Revolución. El cruce de Los Andes

Crítica de Javier Luzi - CineramaPlus+

De Patrias y Paternidades

Un guión deshilachado que recrea situaciones en forma de viñetas para ejemplificar momentos que hoy se leen cruciales desaprovecha cualquier intento de construir una narración más sustanciosa.

Nuestros próceres siempre fueron de bronce o de mármol. Estatuas que de ese material se forjaban y así lucían en su traslado a la pantalla grande. Hieráticos, solemnes, inalcanzables, impolutos, infalibles y aburridos. Poco de humanos y mucho de superhéroes. Pero la Historia bascula. Se balancea de un extremo al otro del arco y de un tiempo a esta parte, ya más académicamente (la historiografía francesa y su orientación por la historia de la vida privada que fue pregnando a las demás academias) o ya más popularmente (Pigna desde sus libros o su asesoramiento en programas televisivos como Algo habrán hecho), el acercamiento a los hechos y las figuras se alivianó y se los presenta más humanos, más falibles, más cercanos. Estas nuevas formas y estilos se acompañan con miradas sobre los contenidos que revisitan la Historia y rastrean otros costados, aristas no tenidas en cuenta, nuevos modos de análisis.

Con motivo del Bicentenario de los movimientos independentistas americanos se pensó en realizar películas sobre nuestros patriotas que inevitablemente iban a responder a estas maneras. Así le tocó el turno a San Martín. Leandro Ipiña inicia su carrera cinematográfica con Revolución, el cruce de los Andes donde procura dar cuenta de la epopeya sanmartiniana entre los meses que llevaron a la formación del Ejército de los Andes y la batalla de Chacabuco en territorio chileno, durante 1817.

Un guión deshilachado que recrea situaciones en forma de viñetas para ejemplificar momentos que hoy se leen cruciales desaprovecha cualquier intento de construir una narración más sustanciosa. Está el San Martín con su esposa y su hija, uno que enseña a su amanuense, uno que sufre dolores físicos, el que dispone de tiempo para acercarse a la tropa, el que juega ajedrez con el líder de la división de los negros. Un San Martín para armar que nunca termina de armarse. O se arma en función de la coyuntura sociopolítica que hoy en día está en auge, por ende hay secuencias más vívidas, otras más funcionales y otras para la fácil traslación epocal.

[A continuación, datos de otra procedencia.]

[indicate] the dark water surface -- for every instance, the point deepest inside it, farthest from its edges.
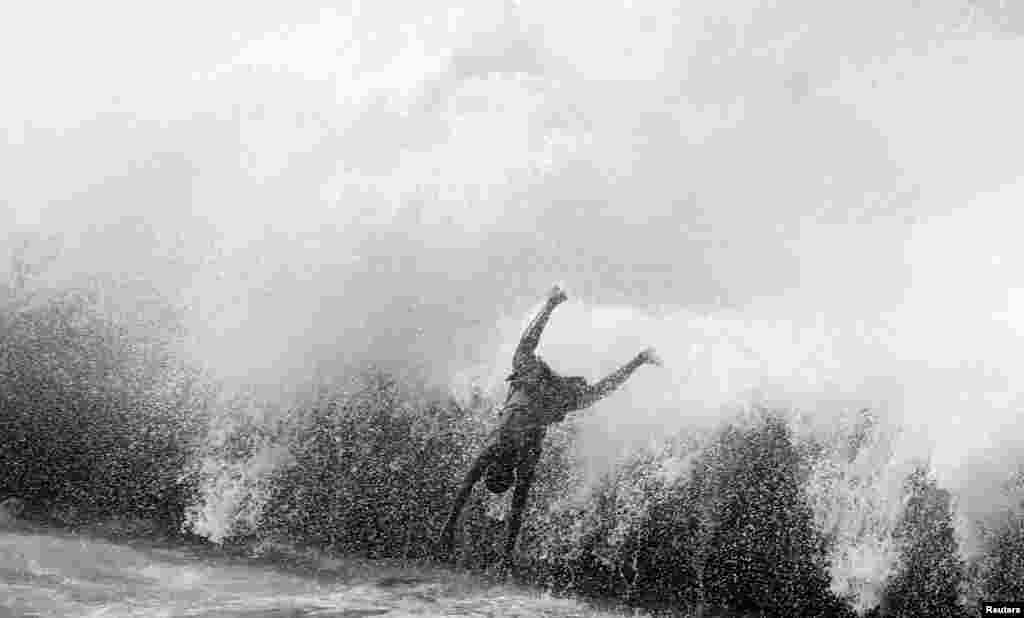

Hay una notoria falta de tensión y de energía en la dirección que a pesar de los esfuerzos técnicos entrega un producto que no supera la medianía salvo en tramos determinados (ciertos pasajes de San Martín que también responden a la actuación de De la Serna; la batalla final) o desperdicia momentos clave (el cruce es uno de ellos, donde además la producción no consigue demostrar su presencia).

Algo que uno percibe con solo volar en avión, la inmensidad majestuosa y sobrehumana de la cordillera, sus peligros y su fortaleza, su poderío en pugna con la pequeñez del hombre, algo que siempre llamó la atención en la gesta sanmartiniana y la hizo más admirable, aquí pasa como una secuencia más, lo que sumado entonces a ciertos parlamentos oxidados, algunas puestas envaradas y un pedagogismo didáctico que se muestra en el tono y el relato de la voz inicial en off y el marco elegido para contar la historia (Corvalán, el amanuense, pobre y olvidado, impone desde la humildad su visión patriótica y el valor de la dignidad y el coraje humanos ante un periodista que porta todas las características de la Generación del ’80 que será la forjadora del mito de San Martín), no ayudan demasiado sino todo lo contrario.

Los carteles anunciando las fechas y los lugares donde transcurre la acción se diseñaron con tipos de letras y adornos en los que predominan los firuletes. Esos ornamentos, sin querer, dan cuenta de cierta manera de ver ese mundo representado que bien puede leerse como sinécdoque de la totalidad de la película.